とはいえ、バフェットは、去年アップル株を一部売却したわけですが、それについても
「アップルは人々にとって必要な会社だ」
「アップルのティム・クックCEOは素晴らしい」
など、アップルには今後も期待できることを強調し、
「おそらくアップル株の売却は間違いだった」
との発言もしています。
最近のハイテク銘柄に対しては、いたるところから(本ブログでからも)「割高だ!」という言葉が飛んでくるので、
このバフェットの発言は、ハイテク銘柄へ投資している投資家にとって勇気のでる内容と言えるでしょう。
とはいえ、市場に対してまったく楽観視しているわけではなく、懸念があることも語っています。
SPACに対する批判
株主総会では、バフェット、マンガーの両人とも、2020年以降アメリカで乱立したSPACについて批判しました。
SPACとはSpecial Purpose Acquisition Company(特別買収目的会社)の略で、その名の通り他社との合併を目的とした会社です。
SPACは、上場時に投資家から資金を集め、それを使って企業の買収を目指すわけですが、
- 通常、2年以内に買収を達成できなければSPACは解散する
- 買収を成功させることで、SPACの設立者は多額の報酬が手に入る
という仕組みとなっていることから、設立者は「2年以内に買収を整理させねば!」と考えることとなり、
- 企業買収の競争が激化し、買収するための価格が吊り上がる
という問題が発生しています。
バークシャーハサウェイも、(手元にある1400億ドルを使って)買収先企業を探していることもあり、
- バフェットは、SPACを「厄介者」と表現
- マンガーは、「品格を失っている」と批判
しています。
また、ゲームストップ株で注目を浴びたロビンフッターと呼ばれる個人投資家を集めているロビンフッド・マーケッツに対しても「ギャンブルを誘発している」と批判しました。
ギャンブルのような市場に
ロビンフッド・マーケッツは、取引手数料の無料化によって近年急激に個人投資家を集めているスマホ証券で、
そこを利用する個人投資家は、大手掲示板サービスのRedditなどで市場に関する情報を集め、時には結託して取引をするケースが多いです。

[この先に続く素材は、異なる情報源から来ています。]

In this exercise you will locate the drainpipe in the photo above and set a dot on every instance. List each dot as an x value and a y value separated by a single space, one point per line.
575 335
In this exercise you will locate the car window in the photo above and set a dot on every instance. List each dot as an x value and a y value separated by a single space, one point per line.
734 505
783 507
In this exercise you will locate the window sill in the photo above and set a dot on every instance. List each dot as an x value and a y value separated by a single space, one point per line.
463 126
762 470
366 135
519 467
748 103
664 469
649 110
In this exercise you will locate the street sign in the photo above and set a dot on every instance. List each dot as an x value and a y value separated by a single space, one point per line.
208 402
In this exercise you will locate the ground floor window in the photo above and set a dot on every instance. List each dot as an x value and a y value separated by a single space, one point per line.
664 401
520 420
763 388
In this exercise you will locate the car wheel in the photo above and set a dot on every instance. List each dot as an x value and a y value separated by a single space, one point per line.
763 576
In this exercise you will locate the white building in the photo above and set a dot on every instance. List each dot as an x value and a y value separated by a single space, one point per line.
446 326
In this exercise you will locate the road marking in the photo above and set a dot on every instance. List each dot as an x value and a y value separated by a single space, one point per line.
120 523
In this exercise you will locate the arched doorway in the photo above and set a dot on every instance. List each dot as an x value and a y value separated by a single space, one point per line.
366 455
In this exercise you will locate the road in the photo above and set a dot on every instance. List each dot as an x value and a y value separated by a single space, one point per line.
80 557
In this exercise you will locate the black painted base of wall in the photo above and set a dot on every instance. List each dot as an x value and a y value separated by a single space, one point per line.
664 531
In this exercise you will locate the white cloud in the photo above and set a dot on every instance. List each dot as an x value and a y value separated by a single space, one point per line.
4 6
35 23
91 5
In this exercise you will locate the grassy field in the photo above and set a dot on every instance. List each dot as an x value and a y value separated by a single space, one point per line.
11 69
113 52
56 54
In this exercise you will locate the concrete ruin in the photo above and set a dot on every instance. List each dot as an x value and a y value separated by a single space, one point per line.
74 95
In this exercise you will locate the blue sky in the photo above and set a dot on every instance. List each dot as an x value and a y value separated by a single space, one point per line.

その取引の代表的な事例がゲームストップ株の売買で、ヘッジファンド(プロ投資家)の空売りに対抗し、個人投資家が結託してゲームストップ株を大量に購入することで、ヘッジファンドに大きな損害を与えました。
これは、「ゲームストップには、将来性があるから買いだ」と判断したわけではなく、
「大量の空売りが仕掛けられているから、株価を上げれば儲かりそうだ(空売りしている投資家が買い戻すことで、株価がさらに上昇する)」
との思惑で行われた行為で、まさに『ギャンブル』と言えそうです。
この状況に対してバフェットは、
「世界中の人々がギャンブルを強く望んでいる。カジノにやって来る人が、出ていく人よりも多いような状況が毎日続いている」
「しばらくはこの動きが現実を動かすだろうが、時計が12時を指して、すべてがカボチャとネズミ戻ってしまうタイミングは誰にも分からない」
と表現し、警告しています。
また、仮想通貨に対しても、今までと変わらず否定的な意見を述べています。
仮想通貨には否定的
マンガーは、
私をよく知っている人は、ブルの赤旗を振っていることだろう。
もちろん私はビットコインの成功を憎んでいる。
誘拐犯やゆすり屋等々にとって便利な通貨の出現を歓迎しない。
また、何もないところから新たな金融商品を生み出した者に莫大なお金を与えるのも好まない。
控えめにいっても、これらの展開すべてが不快で、文明とすべての人生の利益に反すると言わざるをえない。
出典:ビットコインは不快、文明・人類に有害:チャーリー・マンガー
と、仮想通貨に対して否定的なコメントを出しています。
『何もないところから新たな金融商品を生み出した』というところがキモで、受け取り方によっては「仮想通貨は本質的な価値のない金融商品だ」と言っているように聞こえます。
バフェットも仮想通貨には否定的で、過去には
「ビットコインは殺虫剤だ」
「ギャンブルのような仕掛けだ」
「何も生み出していない」
といった発言をしています。
バフェットは『自分の理解できないものには投資しない』というスタイルであることは有名なので、ビットコインに投資している投資家の中には
「バフェットはビットコインの価値、その根幹をなすブロックチェーンの有用性が理解できなから否定しているだけだろう」
と楽観的に考えている人もいるでしょう。
しかし、バフェットは
「ブロックチェーン技術には価値がある」
と認める発言をしたうえで
「仮想通貨には価値がない」
としていることは理解しておきましょう。
参考記事:私が仮想通貨に手を出さない理由
法人増税について
また、バイデン政権によって計画されている増税に関して、
- 富裕層を対象としたキャピタルゲイン増税について、バフェットは「政治的発言はひかえる」
- 法人税の増税について、マンガーは「この世の終わりではない」
と発言しています。
参考記事:【キャピタルゲイン増税も】バイデン政権が30年ぶりの本格増税を計画
解釈が難しいところですが、今のところ増税に対してはそれほど懸念しているわけではなさそうです。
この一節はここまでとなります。